To make matters worse, the SOAH court found that the contract “is essentially interminable” and can be made to last in perpetuity through periodic new bond issuances by the District. The contract “cannot be amended without the unanimous written consent of all parties,” which means the District has veto power over all proposed amendments.”
The violations and egregious activity found by SOAH are too numerous to list here in totality, but it bears mentioning that the District’s policies have been decidedly anti-water conservation for several of its member cities. The District’s contract with these cities is based on the historical maximum usage in any previous year, which means it does not take into account any of the modern-day water conservation practices that have become common. As a result, the cities of Richardson, Mesquite, Plano, and Garland have been forced to buy billions of gallons of water that they never received or needed to use, and it collectively cost them an estimated $230 million. These costs, of course, are passed on to water customers in those cities.
The District is but one example, but it is an eye-opening one. The proceeding is now back before the PUC and awaiting a decision on the path forward. The Petitioner cities have asked PUC to take a closer look at the District’s rates in a rate hearing, which sounds like a pretty good start at least with respect to this one particular district.

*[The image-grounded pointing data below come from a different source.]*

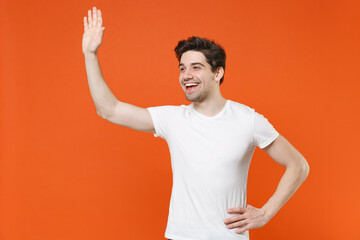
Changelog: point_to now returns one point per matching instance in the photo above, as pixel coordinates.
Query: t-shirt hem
(176, 237)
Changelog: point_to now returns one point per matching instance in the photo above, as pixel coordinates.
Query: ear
(219, 73)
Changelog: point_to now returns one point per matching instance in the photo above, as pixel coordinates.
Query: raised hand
(93, 31)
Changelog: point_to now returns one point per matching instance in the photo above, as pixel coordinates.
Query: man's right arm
(107, 105)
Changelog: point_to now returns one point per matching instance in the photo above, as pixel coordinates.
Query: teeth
(191, 84)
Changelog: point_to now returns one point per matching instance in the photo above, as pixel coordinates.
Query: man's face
(196, 77)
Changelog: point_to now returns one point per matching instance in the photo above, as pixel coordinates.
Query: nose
(188, 74)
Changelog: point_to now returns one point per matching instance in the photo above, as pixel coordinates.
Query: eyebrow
(192, 64)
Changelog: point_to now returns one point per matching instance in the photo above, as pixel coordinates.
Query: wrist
(268, 213)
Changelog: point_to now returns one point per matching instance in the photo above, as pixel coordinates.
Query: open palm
(93, 32)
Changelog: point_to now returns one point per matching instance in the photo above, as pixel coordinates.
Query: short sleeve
(264, 132)
(161, 117)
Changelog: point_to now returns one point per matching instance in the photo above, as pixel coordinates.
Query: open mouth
(191, 86)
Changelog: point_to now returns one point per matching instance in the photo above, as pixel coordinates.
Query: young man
(211, 143)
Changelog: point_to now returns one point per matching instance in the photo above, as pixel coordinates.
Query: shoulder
(241, 108)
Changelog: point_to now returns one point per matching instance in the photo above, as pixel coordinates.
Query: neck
(211, 105)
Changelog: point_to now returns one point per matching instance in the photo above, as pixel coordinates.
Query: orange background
(68, 174)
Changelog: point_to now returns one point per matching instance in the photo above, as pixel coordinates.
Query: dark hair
(213, 52)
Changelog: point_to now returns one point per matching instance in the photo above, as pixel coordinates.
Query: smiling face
(196, 77)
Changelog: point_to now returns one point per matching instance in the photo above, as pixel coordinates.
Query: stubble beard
(198, 98)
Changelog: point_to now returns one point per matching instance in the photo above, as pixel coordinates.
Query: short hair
(213, 52)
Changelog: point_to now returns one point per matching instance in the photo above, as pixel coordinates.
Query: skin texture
(207, 100)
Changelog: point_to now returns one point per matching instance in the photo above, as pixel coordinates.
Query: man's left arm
(297, 169)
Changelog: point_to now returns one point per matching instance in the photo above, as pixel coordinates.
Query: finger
(234, 219)
(94, 17)
(90, 18)
(237, 224)
(236, 210)
(86, 26)
(99, 22)
(242, 229)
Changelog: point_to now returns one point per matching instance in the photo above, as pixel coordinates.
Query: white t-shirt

While special purpose districts typically provide valuable services, they are so numerous that their activities can escape scrutiny. That’s why TCCRI has made several recommendations over the years to shed more light on them and to make them more difficult to create in the first place. For example, TCCRI has recommended in the past that the creation of such districts require a two-thirds majority in the legislature approval in a local election where a certain threshold of voters who will be served by the district participate and vote. And in terms of additional scrutiny, it seems appropriate for the PUC to step in where, for example, SOAH has issued a ruling detailing behavior that, at best, does not appropriately serve a particular district’s constituencies.